Like you I have a great grandfather who served the Union Army during the Civil War, fought all through the western theater, wounded in Mobile Bay in April 1865.
His experience was quite different from many -- for one thing he was fresh off the boat from Europe, spoke little or no English.
My Dad fought in WWII and served in Germany, but he bore neither Germans nor Japanese animosity and had no problem with President Reagan's visit to the Nazi cemetery near Bitburg in 1985.
I myself was soldier enough to realize that any real soldier who served honorably and suffered or died for his country, even on the losing side, deserves honor & respect, certainly from his own family and country, but also from the wider world which depends on such brave men (& now women) for our safety.

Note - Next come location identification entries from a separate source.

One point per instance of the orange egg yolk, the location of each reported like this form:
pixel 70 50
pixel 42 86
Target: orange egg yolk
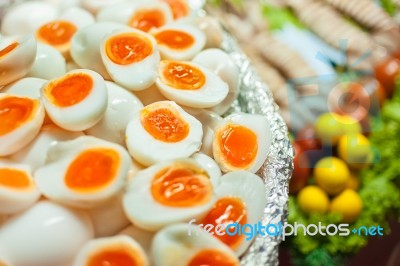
pixel 92 170
pixel 174 39
pixel 181 186
pixel 56 32
pixel 179 8
pixel 146 19
pixel 165 125
pixel 226 211
pixel 183 76
pixel 238 145
pixel 128 48
pixel 69 90
pixel 14 179
pixel 118 256
pixel 210 257
pixel 14 112
pixel 6 50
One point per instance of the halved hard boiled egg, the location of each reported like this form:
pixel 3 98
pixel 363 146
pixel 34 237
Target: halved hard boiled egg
pixel 17 56
pixel 162 131
pixel 131 58
pixel 122 106
pixel 94 6
pixel 190 84
pixel 17 188
pixel 84 172
pixel 241 200
pixel 242 142
pixel 21 119
pixel 168 192
pixel 27 87
pixel 209 121
pixel 86 42
pixel 188 245
pixel 49 63
pixel 47 234
pixel 100 216
pixel 35 153
pixel 117 250
pixel 77 100
pixel 221 64
pixel 58 33
pixel 150 95
pixel 142 15
pixel 149 15
pixel 179 41
pixel 143 237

Of course we give no respect to their political leaders -- none -- but soldiers themselves were doing their duty and that's all we can ask.
Today Southerners are the backbone of our military and I can promise you, when President Trump goes looking for the next General McArthur and General Patton, the ones he finds (assuming we still make such men?) will almost certainly have some Southern twang in their voice.

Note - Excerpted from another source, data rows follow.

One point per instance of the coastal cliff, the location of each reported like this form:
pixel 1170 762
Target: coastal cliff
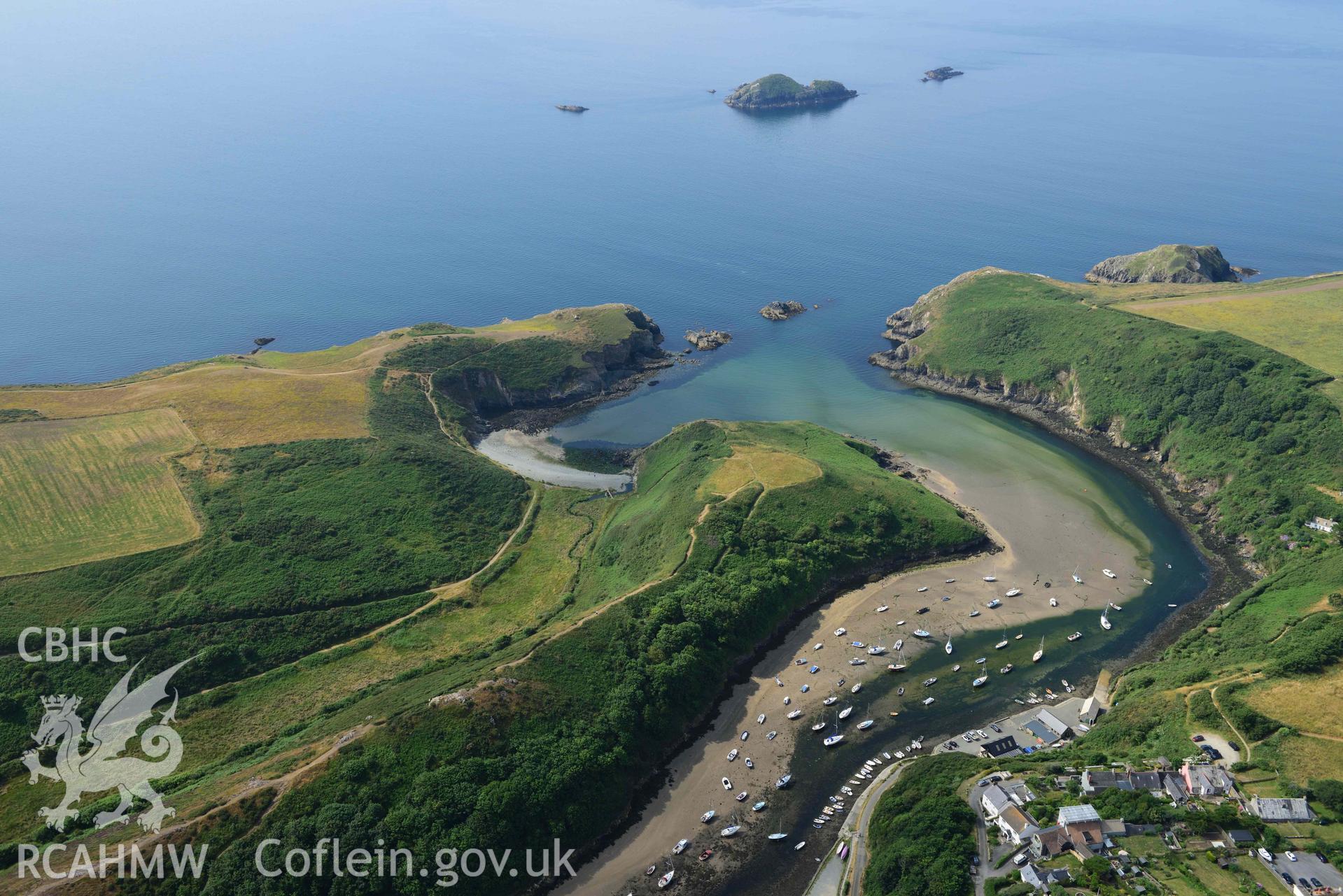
pixel 1163 400
pixel 782 92
pixel 1170 263
pixel 547 372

So I have no problem with Confederate flags generally, or specifically in cemeteries.
I don't equate them to the Nazi swastika, which was first and foremost a political symbol of warped ideology.
By contrast, Confederate Battle Flags were just that -- used to rally troops not to twist ideology.
Yes, I have huge problems with insane lost-causer propagandists hoping to white-wash the Old South's political class, but I don't blame troops for their leaders, and I personally have no problem with their flag.
As mentioned, it flies on homes and pickup trucks in many small towns in central PA, usually beside Old Glory.